The big but otherwise unremarkable slab in the Ketchum Cemetery that marks Hemingway’s grave is among the biggest attractions in the Sun Valley area, attracting visitors from around the world to see where one of America’s most famous authors was laid to rest between his fourth wife Mary Welsh Hemingway and his son Jack.
There was no one visiting his grave Saturday morning—at least, not at 11:15 in the morning—save a local reporter who first learned of Sun Valley as a child when she saw a years-old Life magazine cover noting Hemingway’s death a stone’s throw from the tony ski resort.
But it was evident that many had made the pilgrimage to see Hemingway’s refuge underneath the tall pines. They had left offerings, including a bottle of Old Crow Bourbon Whiskey, Mike’s Mango-flavored hard liquor, a package of artificial sweetener, coins, pens, a potted plant, even a Ty Beanie Baby with sad green eyes.
Such offerings have been commonplace at Hemingway’s grave ever since he was buried here in July 1961 following his death in a nearby home looking out on the Boulder Mountains and the Big Wood River.
But it was only when Les Waters, an Obie-winning theater director who came to Ketchum through the Sun Valley Playwright’s Residency in 2022 to collaborate with David Cale on a play that Cale wrote while writer-in-residence at the Hemingway House, that more formal attention was paid to the items.
Waters was struck by the simplicity of the gravesite but he was even more fascinated by the tokens people had left on the grave, including lipstick, a fishing hook, friendship bracelet, a large shell, a flag, a business card and a page from one of Hemingway’s novels inside a Ziploc bag. He said he wanted to be an archeologist as a child and loved the romance of discovering priceless objects in ancient tombs.

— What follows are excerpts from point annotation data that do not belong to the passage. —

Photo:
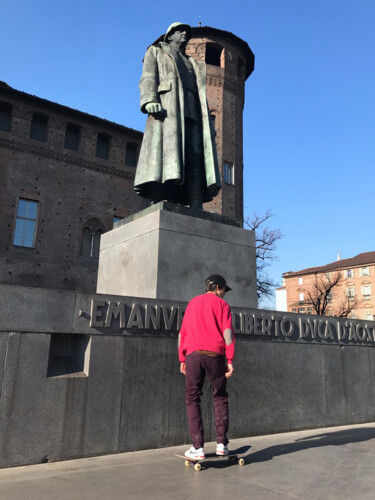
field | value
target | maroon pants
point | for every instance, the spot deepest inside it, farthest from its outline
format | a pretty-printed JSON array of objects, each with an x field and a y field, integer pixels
[{"x": 197, "y": 367}]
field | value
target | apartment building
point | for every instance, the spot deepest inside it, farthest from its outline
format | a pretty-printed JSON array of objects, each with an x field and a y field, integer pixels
[{"x": 343, "y": 288}]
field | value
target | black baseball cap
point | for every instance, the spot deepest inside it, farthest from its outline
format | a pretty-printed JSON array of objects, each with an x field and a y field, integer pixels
[{"x": 217, "y": 279}]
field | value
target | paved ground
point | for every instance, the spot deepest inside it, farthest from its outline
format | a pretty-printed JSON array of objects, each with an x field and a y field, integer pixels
[{"x": 324, "y": 464}]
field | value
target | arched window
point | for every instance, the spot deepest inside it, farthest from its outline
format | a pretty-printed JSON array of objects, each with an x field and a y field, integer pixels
[
  {"x": 72, "y": 137},
  {"x": 102, "y": 146},
  {"x": 215, "y": 55},
  {"x": 131, "y": 155},
  {"x": 240, "y": 67},
  {"x": 38, "y": 130},
  {"x": 5, "y": 117},
  {"x": 90, "y": 244}
]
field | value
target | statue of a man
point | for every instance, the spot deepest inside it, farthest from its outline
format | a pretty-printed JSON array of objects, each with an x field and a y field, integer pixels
[{"x": 178, "y": 160}]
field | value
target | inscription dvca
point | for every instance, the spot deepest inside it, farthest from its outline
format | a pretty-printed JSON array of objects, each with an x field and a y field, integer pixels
[{"x": 119, "y": 315}]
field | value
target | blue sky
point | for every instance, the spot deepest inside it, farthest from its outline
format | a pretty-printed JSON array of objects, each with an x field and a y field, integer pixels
[{"x": 309, "y": 117}]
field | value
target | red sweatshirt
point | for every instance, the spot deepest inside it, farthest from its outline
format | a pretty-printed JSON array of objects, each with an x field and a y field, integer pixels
[{"x": 206, "y": 318}]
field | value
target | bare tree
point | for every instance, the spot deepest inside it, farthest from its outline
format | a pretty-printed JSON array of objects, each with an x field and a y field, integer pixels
[
  {"x": 321, "y": 294},
  {"x": 346, "y": 306},
  {"x": 265, "y": 243}
]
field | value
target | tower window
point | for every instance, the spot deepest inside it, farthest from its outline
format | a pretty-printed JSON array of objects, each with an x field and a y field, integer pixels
[
  {"x": 228, "y": 173},
  {"x": 5, "y": 117},
  {"x": 102, "y": 146},
  {"x": 240, "y": 67},
  {"x": 90, "y": 244},
  {"x": 38, "y": 130},
  {"x": 72, "y": 137},
  {"x": 215, "y": 55},
  {"x": 131, "y": 155},
  {"x": 27, "y": 213}
]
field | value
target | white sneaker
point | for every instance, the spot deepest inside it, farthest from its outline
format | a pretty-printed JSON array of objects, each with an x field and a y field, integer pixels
[
  {"x": 195, "y": 453},
  {"x": 222, "y": 449}
]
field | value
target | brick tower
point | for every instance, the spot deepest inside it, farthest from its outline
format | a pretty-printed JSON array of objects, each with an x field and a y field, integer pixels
[{"x": 230, "y": 62}]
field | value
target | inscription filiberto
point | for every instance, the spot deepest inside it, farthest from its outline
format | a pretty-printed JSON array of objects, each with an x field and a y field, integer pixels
[{"x": 105, "y": 315}]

“They’re very personal—a gift from an individual to a famous writer…a letter from someone who wanted to have a conversation with someone they admired,” he said.
Waters suggested that The Community Library collect and log these objects over the course of a year.

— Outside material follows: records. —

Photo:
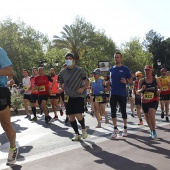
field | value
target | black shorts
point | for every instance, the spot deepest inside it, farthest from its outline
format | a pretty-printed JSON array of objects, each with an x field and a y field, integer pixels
[
  {"x": 5, "y": 98},
  {"x": 164, "y": 97},
  {"x": 147, "y": 106},
  {"x": 56, "y": 96},
  {"x": 75, "y": 105},
  {"x": 103, "y": 97},
  {"x": 137, "y": 100},
  {"x": 43, "y": 97},
  {"x": 27, "y": 96},
  {"x": 33, "y": 98}
]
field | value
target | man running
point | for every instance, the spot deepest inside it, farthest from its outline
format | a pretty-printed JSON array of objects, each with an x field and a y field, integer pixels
[
  {"x": 42, "y": 84},
  {"x": 73, "y": 76},
  {"x": 27, "y": 92},
  {"x": 150, "y": 88},
  {"x": 165, "y": 93},
  {"x": 5, "y": 101},
  {"x": 120, "y": 76},
  {"x": 54, "y": 94}
]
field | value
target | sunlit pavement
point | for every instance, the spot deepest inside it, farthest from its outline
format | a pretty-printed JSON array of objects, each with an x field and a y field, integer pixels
[{"x": 49, "y": 146}]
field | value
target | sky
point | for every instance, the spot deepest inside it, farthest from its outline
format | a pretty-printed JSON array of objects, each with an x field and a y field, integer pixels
[{"x": 120, "y": 19}]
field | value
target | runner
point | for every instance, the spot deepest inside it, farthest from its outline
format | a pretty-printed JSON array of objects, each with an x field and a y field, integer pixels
[
  {"x": 150, "y": 88},
  {"x": 120, "y": 76},
  {"x": 27, "y": 92},
  {"x": 42, "y": 84},
  {"x": 99, "y": 97},
  {"x": 165, "y": 93},
  {"x": 138, "y": 97},
  {"x": 34, "y": 94},
  {"x": 54, "y": 94},
  {"x": 73, "y": 76},
  {"x": 131, "y": 99},
  {"x": 5, "y": 101}
]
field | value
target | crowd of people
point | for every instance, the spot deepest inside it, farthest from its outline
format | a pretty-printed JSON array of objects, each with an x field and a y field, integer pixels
[{"x": 71, "y": 90}]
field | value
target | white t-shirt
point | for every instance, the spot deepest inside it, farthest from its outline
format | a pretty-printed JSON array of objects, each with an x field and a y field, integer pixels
[{"x": 26, "y": 85}]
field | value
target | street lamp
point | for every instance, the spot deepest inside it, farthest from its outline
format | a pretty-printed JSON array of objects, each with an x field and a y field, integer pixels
[{"x": 159, "y": 63}]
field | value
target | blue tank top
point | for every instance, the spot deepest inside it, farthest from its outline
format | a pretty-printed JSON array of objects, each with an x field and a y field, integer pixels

“The objects I found there—mostly worthless in monetary terms—were notably private offerings in a public space. Why not display these, too?” he said.
Lauren Allan, who worked on the library’s Hemingway Letters Project, took ownership.
She shuffled to the gravesite once a week for a year, even in heavy snowfall, to gather the things people had left behind, whether it be a Band-aid or a crumpled beer can. One night she was scared and all alone in the graveyard so she called her mother on speaker phone, only to be spooked by the sound of an elk which sent her scurrying.
Among the items she collected: a suspicious brown mushroom and beer cans.
“I thought he deserved better,” she said. “And did Hemingway really want a tablet of Pepto Bismo?”
It became personal for her when a friend moving from New York to Boise made a detour with his U-Haul to Ketchum to visit Hemingway’s grave where he left a good bottle of whiskey.
“Why would people leave a good bottle of whiskey?” she pondered, noting that her friend was far from the only one to do so.
Finally, over a drink with friends in a bar, she understood. When you have a drink with friends, she said, you go to connect.
“It’s not about the liquor. It’s about two friends having a drink. People seek that connection with Hemingway.”
Inevitably, Allan said, she found herself asking: What would I leave?
“Often, I go to the river underneath Hemingway’s house and I say, ‘Hi, ‘imagining he’s there,” she said. “We honor in the dead in our own way.”